In this scenario, the disk space monitoring mechanism didn’t work, and a disk has to be freed to make room for new files.  The latest 2 weeks worth of files can be quickly restored from backups, as long as they match a certain size threshold and other such criteria.  The engineer starts Putty, establishes an SSH connection, and fires off a sophisticated one-liner. He then does a space check to see how much space he cleared, but now there is complete silence in the room.  The space available is much larger than expected.  He does a directory listing, and discovers that all the files in the directory are now missing!

It turns out that there was a typo in the one-liner, just one character let’s say.  It would have been nice if the command failed and did nothing, but that’s not what happened.  The command did what it was instructed to do.  One-liners are great.  They are usually efficient, optimal and elegant.  However, firing off one-liners to save a few seconds of time during a production outage is risky business. It’s great when they work, but can be a disaster when they don’t.

Instead of executing the one-liner, which requires 100% accuracy, there is a safer approach.  Break the command up into multiple parts. First, do a dry run to print out (ls, echo) the files to be deleted.  Once happy with the list, only then run the rm (delete) command.

Application Process Restarts

An unexpected condition killed the application processes. Auto restarts did not occur as expected.  The Production Operations team needs to bring the system back up as soon as possible.  Let’s say there are 10 processes, one process per server.  The engineer fires up 10 Putty sessions and logs into each respective server. He then executes the necessary commands to start up the requested processes.  Thinking that he completed all the tasks, he gives the all-clear to the person responsible for the maintenance page. The site is now back online.  A few minutes later, a new outage is reported.  The engineer then realizes that he executed some commands in the wrong Putty terminals.

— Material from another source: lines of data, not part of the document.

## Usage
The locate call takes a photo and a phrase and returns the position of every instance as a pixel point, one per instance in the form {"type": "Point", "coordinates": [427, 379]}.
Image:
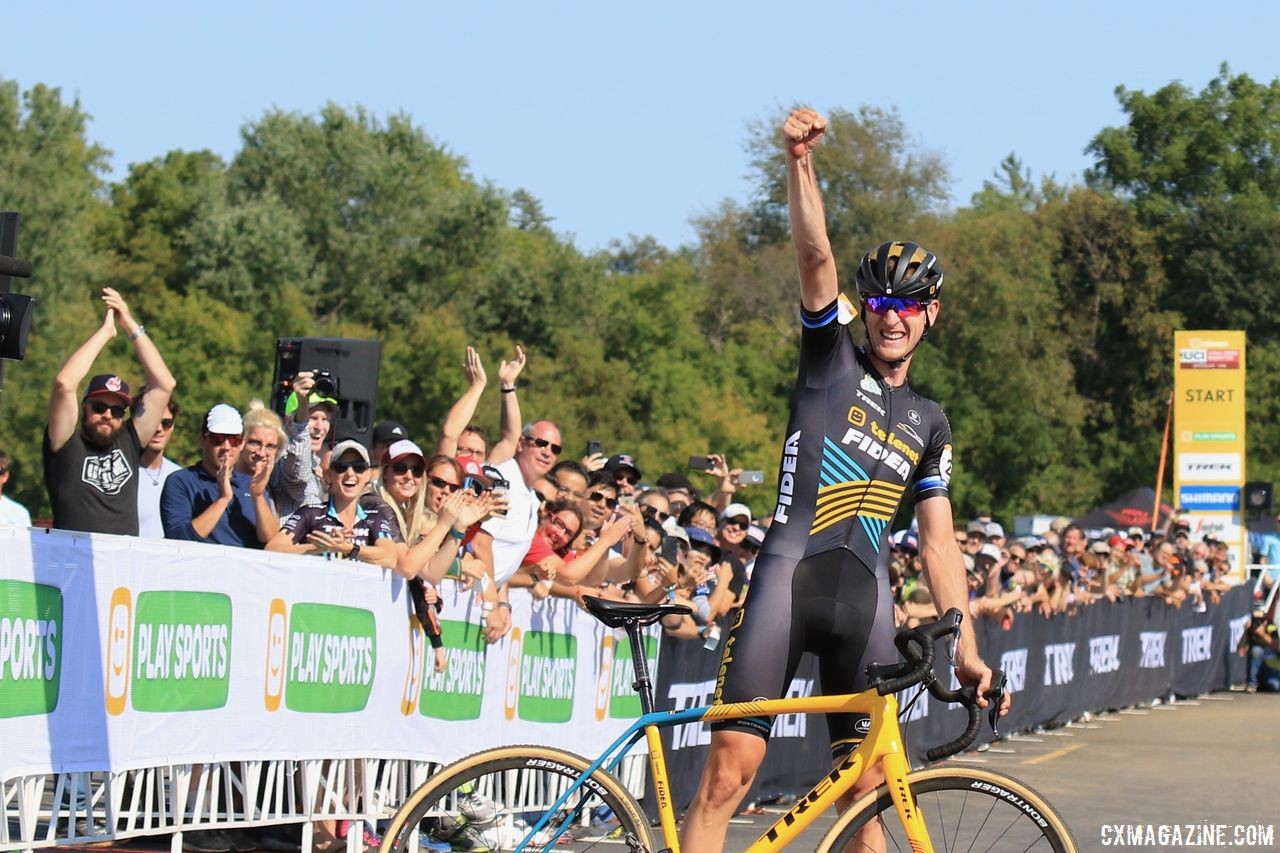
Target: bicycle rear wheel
{"type": "Point", "coordinates": [964, 810]}
{"type": "Point", "coordinates": [490, 801]}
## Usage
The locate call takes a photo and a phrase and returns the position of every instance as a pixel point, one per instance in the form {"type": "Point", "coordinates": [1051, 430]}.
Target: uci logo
{"type": "Point", "coordinates": [414, 678]}
{"type": "Point", "coordinates": [119, 626]}
{"type": "Point", "coordinates": [277, 632]}
{"type": "Point", "coordinates": [513, 653]}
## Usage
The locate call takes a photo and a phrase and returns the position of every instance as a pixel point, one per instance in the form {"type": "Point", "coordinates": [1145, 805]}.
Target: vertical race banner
{"type": "Point", "coordinates": [1208, 445]}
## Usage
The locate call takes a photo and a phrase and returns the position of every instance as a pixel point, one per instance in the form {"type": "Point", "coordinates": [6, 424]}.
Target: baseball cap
{"type": "Point", "coordinates": [699, 537]}
{"type": "Point", "coordinates": [400, 450]}
{"type": "Point", "coordinates": [223, 420]}
{"type": "Point", "coordinates": [620, 463]}
{"type": "Point", "coordinates": [108, 383]}
{"type": "Point", "coordinates": [351, 445]}
{"type": "Point", "coordinates": [388, 432]}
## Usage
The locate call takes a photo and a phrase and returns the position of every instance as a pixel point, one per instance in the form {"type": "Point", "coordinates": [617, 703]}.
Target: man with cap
{"type": "Point", "coordinates": [624, 473]}
{"type": "Point", "coordinates": [91, 471]}
{"type": "Point", "coordinates": [214, 500]}
{"type": "Point", "coordinates": [341, 528]}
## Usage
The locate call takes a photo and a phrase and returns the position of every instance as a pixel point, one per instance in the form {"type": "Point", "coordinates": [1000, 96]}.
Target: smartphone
{"type": "Point", "coordinates": [700, 463]}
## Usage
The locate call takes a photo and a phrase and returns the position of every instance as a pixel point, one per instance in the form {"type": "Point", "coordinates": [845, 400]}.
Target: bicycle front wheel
{"type": "Point", "coordinates": [492, 801]}
{"type": "Point", "coordinates": [964, 810]}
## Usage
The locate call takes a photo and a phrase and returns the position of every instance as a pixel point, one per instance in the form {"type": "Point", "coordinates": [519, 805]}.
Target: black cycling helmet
{"type": "Point", "coordinates": [900, 268]}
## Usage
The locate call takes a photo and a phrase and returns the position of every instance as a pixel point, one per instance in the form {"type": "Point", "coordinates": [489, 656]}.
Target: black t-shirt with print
{"type": "Point", "coordinates": [95, 488]}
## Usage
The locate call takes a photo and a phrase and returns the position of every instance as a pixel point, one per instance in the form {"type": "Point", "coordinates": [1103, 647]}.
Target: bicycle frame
{"type": "Point", "coordinates": [883, 746]}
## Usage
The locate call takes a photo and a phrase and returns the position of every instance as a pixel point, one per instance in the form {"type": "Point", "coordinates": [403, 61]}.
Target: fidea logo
{"type": "Point", "coordinates": [624, 699]}
{"type": "Point", "coordinates": [31, 647]}
{"type": "Point", "coordinates": [332, 658]}
{"type": "Point", "coordinates": [456, 693]}
{"type": "Point", "coordinates": [542, 674]}
{"type": "Point", "coordinates": [179, 655]}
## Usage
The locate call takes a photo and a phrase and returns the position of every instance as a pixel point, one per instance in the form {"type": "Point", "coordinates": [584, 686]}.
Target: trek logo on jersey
{"type": "Point", "coordinates": [1059, 664]}
{"type": "Point", "coordinates": [1152, 649]}
{"type": "Point", "coordinates": [1105, 653]}
{"type": "Point", "coordinates": [787, 482]}
{"type": "Point", "coordinates": [109, 473]}
{"type": "Point", "coordinates": [31, 647]}
{"type": "Point", "coordinates": [1197, 644]}
{"type": "Point", "coordinates": [548, 676]}
{"type": "Point", "coordinates": [624, 699]}
{"type": "Point", "coordinates": [333, 657]}
{"type": "Point", "coordinates": [182, 648]}
{"type": "Point", "coordinates": [1014, 664]}
{"type": "Point", "coordinates": [876, 443]}
{"type": "Point", "coordinates": [457, 693]}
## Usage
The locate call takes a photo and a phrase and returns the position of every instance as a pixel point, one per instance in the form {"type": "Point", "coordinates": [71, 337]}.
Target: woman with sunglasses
{"type": "Point", "coordinates": [342, 529]}
{"type": "Point", "coordinates": [858, 438]}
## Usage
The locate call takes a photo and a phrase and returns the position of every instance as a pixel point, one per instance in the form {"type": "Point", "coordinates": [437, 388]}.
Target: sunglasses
{"type": "Point", "coordinates": [900, 305]}
{"type": "Point", "coordinates": [101, 407]}
{"type": "Point", "coordinates": [543, 442]}
{"type": "Point", "coordinates": [437, 482]}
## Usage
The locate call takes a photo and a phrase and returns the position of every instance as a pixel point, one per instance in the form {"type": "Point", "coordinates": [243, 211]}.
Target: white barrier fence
{"type": "Point", "coordinates": [300, 688]}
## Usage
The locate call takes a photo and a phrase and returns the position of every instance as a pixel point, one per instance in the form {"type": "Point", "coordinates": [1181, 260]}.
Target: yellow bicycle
{"type": "Point", "coordinates": [540, 798]}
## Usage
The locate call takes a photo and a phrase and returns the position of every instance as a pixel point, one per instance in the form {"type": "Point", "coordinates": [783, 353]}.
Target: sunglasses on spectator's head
{"type": "Point", "coordinates": [101, 407]}
{"type": "Point", "coordinates": [543, 442]}
{"type": "Point", "coordinates": [443, 484]}
{"type": "Point", "coordinates": [900, 305]}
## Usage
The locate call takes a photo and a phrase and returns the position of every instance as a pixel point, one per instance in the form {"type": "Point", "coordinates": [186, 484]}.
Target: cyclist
{"type": "Point", "coordinates": [858, 438]}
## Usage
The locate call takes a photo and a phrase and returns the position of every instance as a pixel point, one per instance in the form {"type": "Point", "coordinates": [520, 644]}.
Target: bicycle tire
{"type": "Point", "coordinates": [520, 770]}
{"type": "Point", "coordinates": [1005, 815]}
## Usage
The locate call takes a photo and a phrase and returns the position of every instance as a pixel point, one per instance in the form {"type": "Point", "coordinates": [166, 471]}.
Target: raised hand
{"type": "Point", "coordinates": [510, 370]}
{"type": "Point", "coordinates": [801, 131]}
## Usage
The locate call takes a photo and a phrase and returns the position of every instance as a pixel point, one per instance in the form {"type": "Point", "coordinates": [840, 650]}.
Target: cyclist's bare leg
{"type": "Point", "coordinates": [871, 839]}
{"type": "Point", "coordinates": [735, 756]}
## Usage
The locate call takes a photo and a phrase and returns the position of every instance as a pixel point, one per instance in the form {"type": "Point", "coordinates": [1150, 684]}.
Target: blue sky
{"type": "Point", "coordinates": [631, 118]}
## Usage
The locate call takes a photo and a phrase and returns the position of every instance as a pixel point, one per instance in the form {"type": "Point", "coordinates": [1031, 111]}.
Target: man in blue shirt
{"type": "Point", "coordinates": [214, 501]}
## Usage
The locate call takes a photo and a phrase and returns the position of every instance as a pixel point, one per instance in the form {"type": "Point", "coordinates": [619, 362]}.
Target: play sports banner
{"type": "Point", "coordinates": [1208, 445]}
{"type": "Point", "coordinates": [119, 653]}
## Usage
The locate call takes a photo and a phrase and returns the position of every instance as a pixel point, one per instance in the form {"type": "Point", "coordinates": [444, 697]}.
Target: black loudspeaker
{"type": "Point", "coordinates": [355, 363]}
{"type": "Point", "coordinates": [1257, 498]}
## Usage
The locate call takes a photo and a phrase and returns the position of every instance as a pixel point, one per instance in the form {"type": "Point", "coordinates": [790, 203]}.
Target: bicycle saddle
{"type": "Point", "coordinates": [617, 614]}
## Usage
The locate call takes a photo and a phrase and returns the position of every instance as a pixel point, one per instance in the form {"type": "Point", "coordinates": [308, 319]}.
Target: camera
{"type": "Point", "coordinates": [327, 383]}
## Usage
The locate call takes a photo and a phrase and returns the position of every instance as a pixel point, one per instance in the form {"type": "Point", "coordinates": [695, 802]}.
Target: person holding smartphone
{"type": "Point", "coordinates": [860, 434]}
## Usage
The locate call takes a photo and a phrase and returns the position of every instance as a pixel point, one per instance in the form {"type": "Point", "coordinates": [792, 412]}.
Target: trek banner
{"type": "Point", "coordinates": [119, 653]}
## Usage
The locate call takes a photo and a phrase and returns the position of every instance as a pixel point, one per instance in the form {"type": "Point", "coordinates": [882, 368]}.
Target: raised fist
{"type": "Point", "coordinates": [801, 131]}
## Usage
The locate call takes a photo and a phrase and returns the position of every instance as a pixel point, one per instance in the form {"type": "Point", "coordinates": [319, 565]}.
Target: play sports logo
{"type": "Point", "coordinates": [31, 647]}
{"type": "Point", "coordinates": [169, 651]}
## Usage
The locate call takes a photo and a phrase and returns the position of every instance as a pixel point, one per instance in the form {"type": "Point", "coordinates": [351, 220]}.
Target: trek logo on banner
{"type": "Point", "coordinates": [1207, 498]}
{"type": "Point", "coordinates": [1207, 468]}
{"type": "Point", "coordinates": [457, 693]}
{"type": "Point", "coordinates": [179, 655]}
{"type": "Point", "coordinates": [31, 647]}
{"type": "Point", "coordinates": [542, 675]}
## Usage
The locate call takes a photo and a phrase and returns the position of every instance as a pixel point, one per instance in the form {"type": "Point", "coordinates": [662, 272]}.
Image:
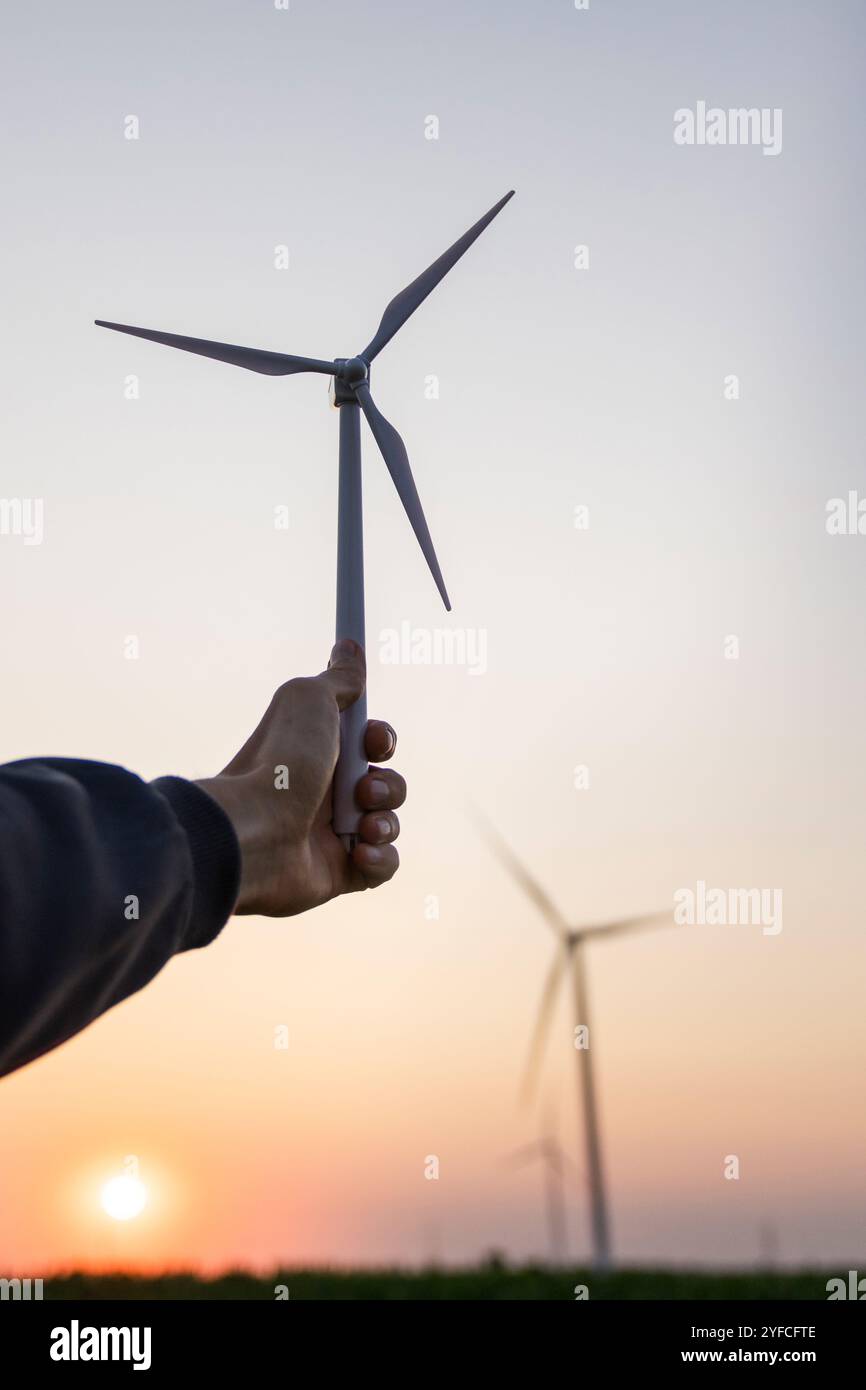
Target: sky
{"type": "Point", "coordinates": [626, 456]}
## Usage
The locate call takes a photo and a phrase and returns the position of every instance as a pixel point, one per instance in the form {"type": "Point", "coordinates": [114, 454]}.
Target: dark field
{"type": "Point", "coordinates": [485, 1282]}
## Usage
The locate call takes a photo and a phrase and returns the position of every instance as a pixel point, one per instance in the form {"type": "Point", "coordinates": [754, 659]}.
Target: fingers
{"type": "Point", "coordinates": [380, 790]}
{"type": "Point", "coordinates": [378, 827]}
{"type": "Point", "coordinates": [346, 673]}
{"type": "Point", "coordinates": [380, 741]}
{"type": "Point", "coordinates": [377, 863]}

In this situation, trying to start up multiple processes across multiple Putty terminals, is not necessarily a difficult task.  However, this is when things are calm.  But here, the engineer is working as fast as he can to reduce the outage downtime. To avoid this mistake, he can run the hostname command in each Putty session. He will then be sure as to which server he is connected.  He can position the terminals in logical sequence on the screen and keep a checklist on the side, keeping track of his work.  Granted, he wants to save a few minutes by working extra fast, toggling between Putty windows and executing in parallel.  But his good intentions did not materialize; instead, he caused another outage.

Lessons to Remember

No-one likes to solve production issues manually during an outage. Under pressure, Production Operations engineers can sometimes take short-cuts and try to solve problems as fast as possible.  While this style may work out successfully at times, it puts undue risk on the whole process.

One wrong move, and not only is the original problem still unsolved, but now there are more problems than before.  For this reason, it’s safer to lose a few percentage points of time, and work out the problems slower, but safer.  Of course the end-goal is to automate everything and never have to worry about logging into a Putty session for any Production Operations work.  However, this may not always be the case.